CD11c C-terminal Antibody

About the Target

CD11c (integrin αX, ITGAX) is a transmembrane glycoprotein that pairs with CD18 (integrin β2) to form an α/β heterodimer. This complex interacts with various extracellular matrix components and cell surface proteins. CD11c is commonly used as a marker for dendritic cells, which can be divided into two main categories: CD11c+ conventional dendritic cells, which are specialized in antigen presentation, and CD11c- plasmacytoid dendritic cells, which focus on producing type I interferons. Depending on the literature source, CD11C may also be discussed as CD11c C-terminal.

Reported cellular context includes membrane, which can matter when signal is compared across treatments or changing cell states. Following CD11C across matched perturbations can help separate abundance effects from shifts in localization, complex assembly, or pathway state.

Research Context

CD11C is commonly interpreted in the context of immunology research, and readouts are often stronger when a study separates expression changes from compartment-level redistribution. When reported signal spans membrane, a defined reference condition can make comparisons more interpretable across perturbations, passages, or replicate sets.

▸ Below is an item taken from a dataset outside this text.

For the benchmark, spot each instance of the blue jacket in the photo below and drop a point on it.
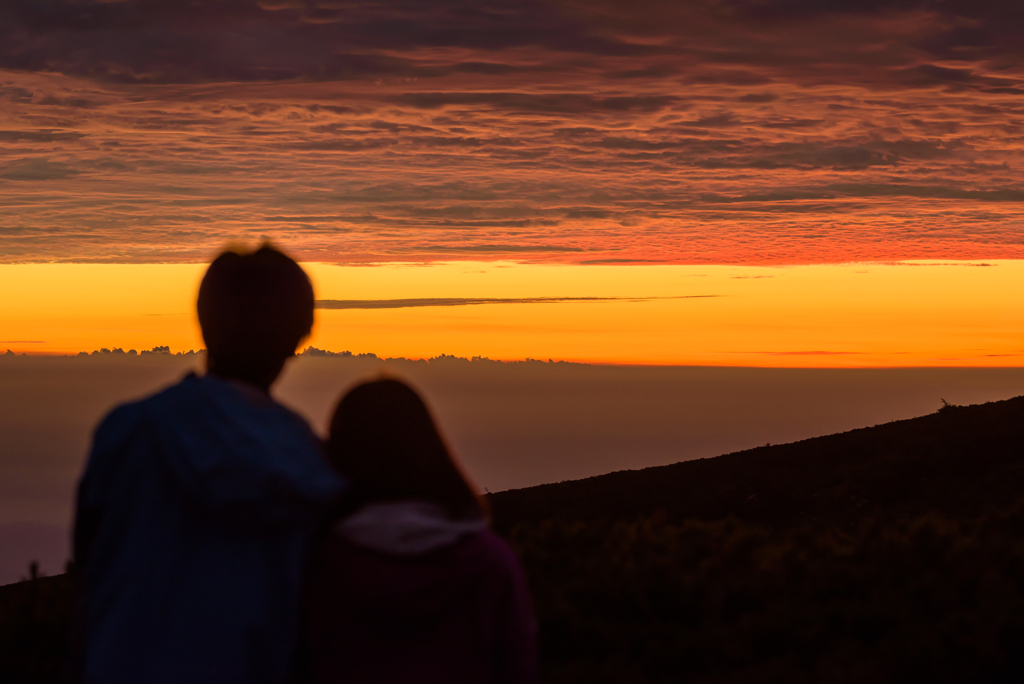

Consider these angles when interpreting target-level changes:

• signal enrichment within membrane relative to the broader cellular background
• context differences tied to immune-cell state, activation, or lineage composition
• co-patterning with orthogonal markers and control conditions that clarify pathway state
• time-matched comparisons so changes reflect biology rather than handling or sampling drift

Variant Considerations

If your project spans exploratory questions, the regular version offers a balanced option for establishing baseline signal behavior for CD11C. This can help when protocols evolve over time and the goal is to compare experiments using a stable reference workflow.

Standardize sampling time, control choice, and downstream analysis thresholds so apparent differences in CD11C reflect biology rather than handling. When interpreting CD11C, it is often useful to decide early whether the main question is overall abundance, compartmental enrichment, or context-dependent redistribution.

For multi-run studies, a shared reference condition can keep CD11C trends easier to compare across datasets. That kind of consistency is especially helpful when follow-up work expands to new perturbations, model systems, or longitudinal collections.